Por Daniel Rittner e Renan Truffi – Valor Econômico
11/06/2019 – 05:00

Apresentado no início da semana passada e votado em menos de 72 horas pelo Senado, o projeto de lei com alterações no modelo de exploração do saneamento básico recebeu emendas que desvirtuaram suas premissas originais e dificultam a privatização das companhias estaduais de água e esgoto. Na prática, o texto aprovado em plenário fica longe do que estava sendo costurado entre o Palácio do Planalto e governadores no âmbito da MP 868, medida provisória que perdeu validade em 3 de junho e foi substituída pelo PL 3.261, do senador Tasso Jereissati (PSDB-CE).

A equipe econômica e o Ministério do Desenvolvimento Regional avaliaram vários pontos como “muito ruins” ou “incompleto”. Insatisfeito, o governo Jair Bolsonaro tenta agora resgatar as bases iniciais da proposta durante sua tramitação na Câmara, onde já circulam outros dois projetos de lei – dos deputados Fernando Monteiro (PP-PE) e Evair de Melo (PP-ES) – que serão anexados ao de Tasso. Ficará com o Senado, no entanto, a palavra final em torno do saneamento – e isso está preocupando os empresários, que viram como negativa essa última sinalização.

Na visão do governo e do setor privado, um dos maiores problemas no texto aprovado é a possibilidade de prorrogação dos contratos de programa (firmados diretamente entre municípios e companhias estatais) sem qualquer avaliação técnica preliminar, nem exigência de capital privado.

A MP previa uma substituição dos contratos de programa por contratos de concessão (que têm necessidade de abertura de licitação).
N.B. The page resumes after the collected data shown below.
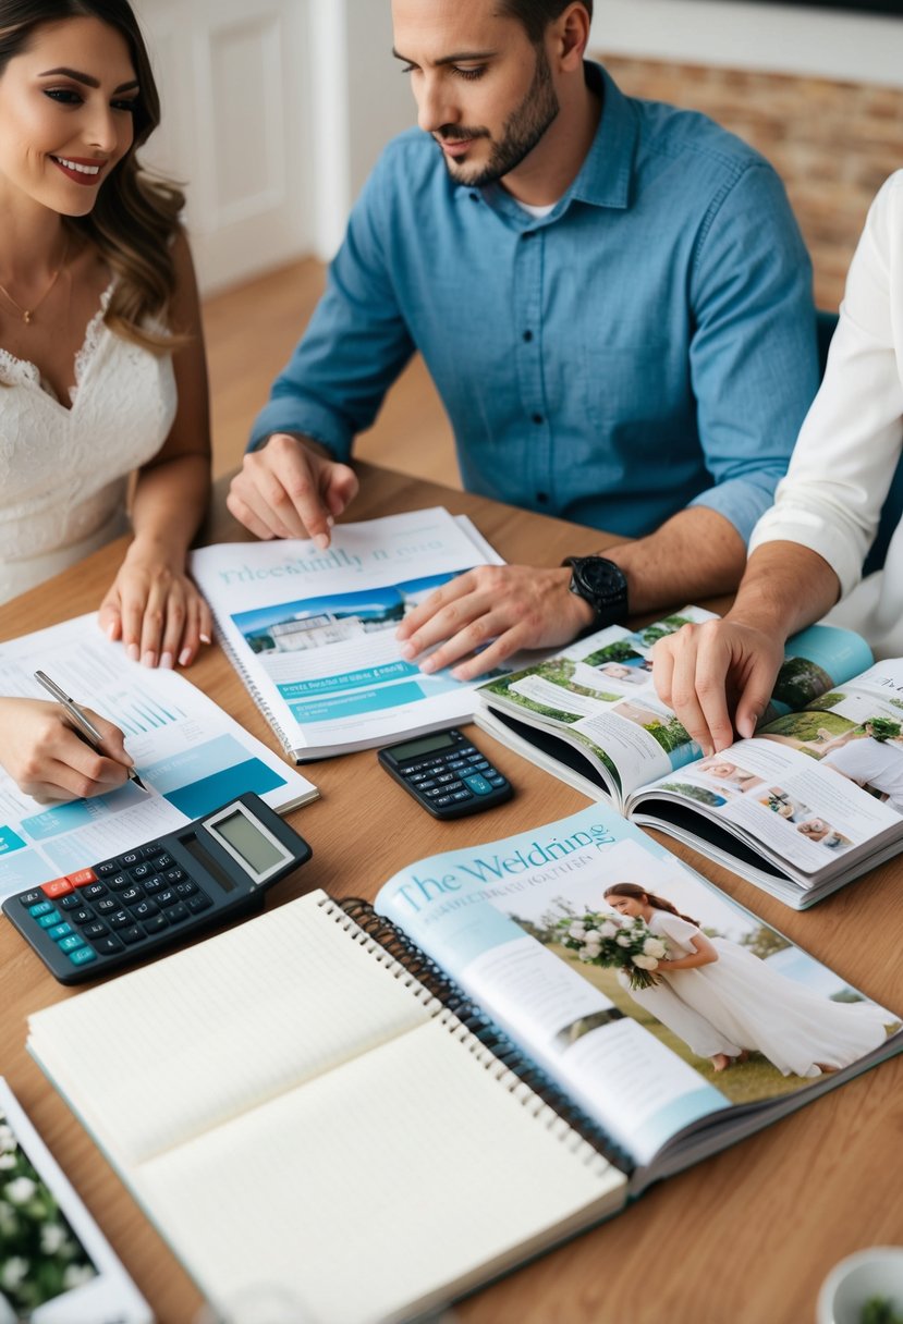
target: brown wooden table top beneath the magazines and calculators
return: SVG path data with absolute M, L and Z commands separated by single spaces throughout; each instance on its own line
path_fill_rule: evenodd
M 598 549 L 593 530 L 515 511 L 388 470 L 360 466 L 352 514 L 444 504 L 469 514 L 510 561 L 556 564 Z M 221 493 L 220 493 L 221 498 Z M 208 540 L 242 532 L 217 503 Z M 33 593 L 0 608 L 11 638 L 97 606 L 122 555 L 114 544 Z M 269 727 L 214 646 L 191 679 L 275 747 Z M 322 798 L 291 816 L 314 846 L 299 882 L 269 904 L 312 884 L 336 896 L 373 896 L 421 855 L 490 841 L 549 822 L 587 801 L 481 733 L 481 744 L 518 788 L 491 814 L 438 824 L 399 793 L 372 751 L 307 765 Z M 363 793 L 365 789 L 365 793 Z M 392 830 L 387 831 L 391 821 Z M 348 831 L 350 824 L 354 831 Z M 665 838 L 661 838 L 665 841 Z M 361 863 L 357 842 L 367 841 Z M 671 845 L 665 841 L 665 845 Z M 674 849 L 674 847 L 671 847 Z M 824 959 L 875 1001 L 903 1005 L 903 865 L 894 861 L 798 915 L 690 851 L 675 850 L 727 892 Z M 303 879 L 303 883 L 302 883 Z M 147 1296 L 160 1324 L 191 1324 L 193 1283 L 25 1053 L 25 1018 L 73 996 L 57 984 L 8 923 L 0 925 L 0 1072 Z M 832 1264 L 863 1246 L 903 1243 L 903 1059 L 845 1084 L 722 1155 L 653 1188 L 612 1222 L 535 1260 L 461 1303 L 461 1324 L 808 1324 Z M 438 1200 L 441 1194 L 437 1193 Z M 340 1229 L 339 1229 L 340 1234 Z M 361 1266 L 365 1250 L 361 1247 Z M 330 1324 L 330 1321 L 326 1321 Z

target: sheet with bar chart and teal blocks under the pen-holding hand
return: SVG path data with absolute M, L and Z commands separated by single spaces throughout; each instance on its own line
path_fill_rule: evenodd
M 122 728 L 146 789 L 127 781 L 45 805 L 0 768 L 0 899 L 175 831 L 245 790 L 281 812 L 318 796 L 185 677 L 130 662 L 94 613 L 0 643 L 0 694 L 46 699 L 38 669 Z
Diante da resistência de boa parte dos governadores, um acordo foi feito: a prorrogação dos contratos com empresas estaduais, mas mediante a assinatura de subconcessão ou parceria público-privada (PPP) para universalizar os serviços – e caberia à Agência Nacional de Águas (ANA) em quanto tempo isso ocorreria.

Na votação apressada, sumiu a existência de qualquer contrapartida. “As empresas públicas são altamente endividadas, em sua grande maioria, e não têm condições de garantir elas mesmas a universalização dos serviços”, lamenta o secretário nacional de Saneamento Ambiental, Jônathas de Castro, que vê a necessidade de correção da medida.

Outra preocupação, apontada pela equipe econômica, envolve uma emenda para o caso de licitações para contratos de concessão em que não há interessados e a disputa fica deserta. Nesse caso, segundo o texto aprovado pelo Senado, os gestores municipais tornam-se livres para contratar diretamente as empresas públicas. O temor é que as prefeituras façam editais ruins ou que se elimine a chance de PPPs onde não houver viabilidade de concessões puras.

Para a Associação Brasileira da Infraestrutura e Indústrias de Base (Abdib), o PL 3.261 trazia inovações regulatórias “na proporção da carência existente” em saneamento básico, mas os senadores deixaram escapar a oportunidade de consolidar essas melhorias. “O texto que ingressou no plenário do Senado Federal foi alterado, mudando propostas que poderiam endereçar de forma estrutural os desafios para expansão e a melhoria da infraestrutura de saneamento”, disse a entidade.

O secretário chama a atenção ainda para uma parte do projeto que foi suprimida e pode deixar o novo marco regulatório “incompleto”. A ideia original, preservada no relatório de Tasso sobre a MP 868, era dar à ANA o poder de editar “normas de referência” para o setor. Elas possibilitariam uma harmonização básica das regras aplicadas na prestação de serviços.

Hoje convivem no país existem 49 agências reguladoras.

O trecho relativo à ANA, entretanto, saiu do projeto. “Fica faltando uma peça no quebra cabeça”, nota o secretário Jônathas de Castro. “Isso induziria padrões regulatórios mínimos – ponto essencial ao capital privado – em um mercado tão carente de investimentos e que precisa atrair recursos de diversas fontes. É urgente que autoridades governamentais e políticas legislem sobre o tema pelos instrumentos legais pertinentes”, acrescenta a Abdib.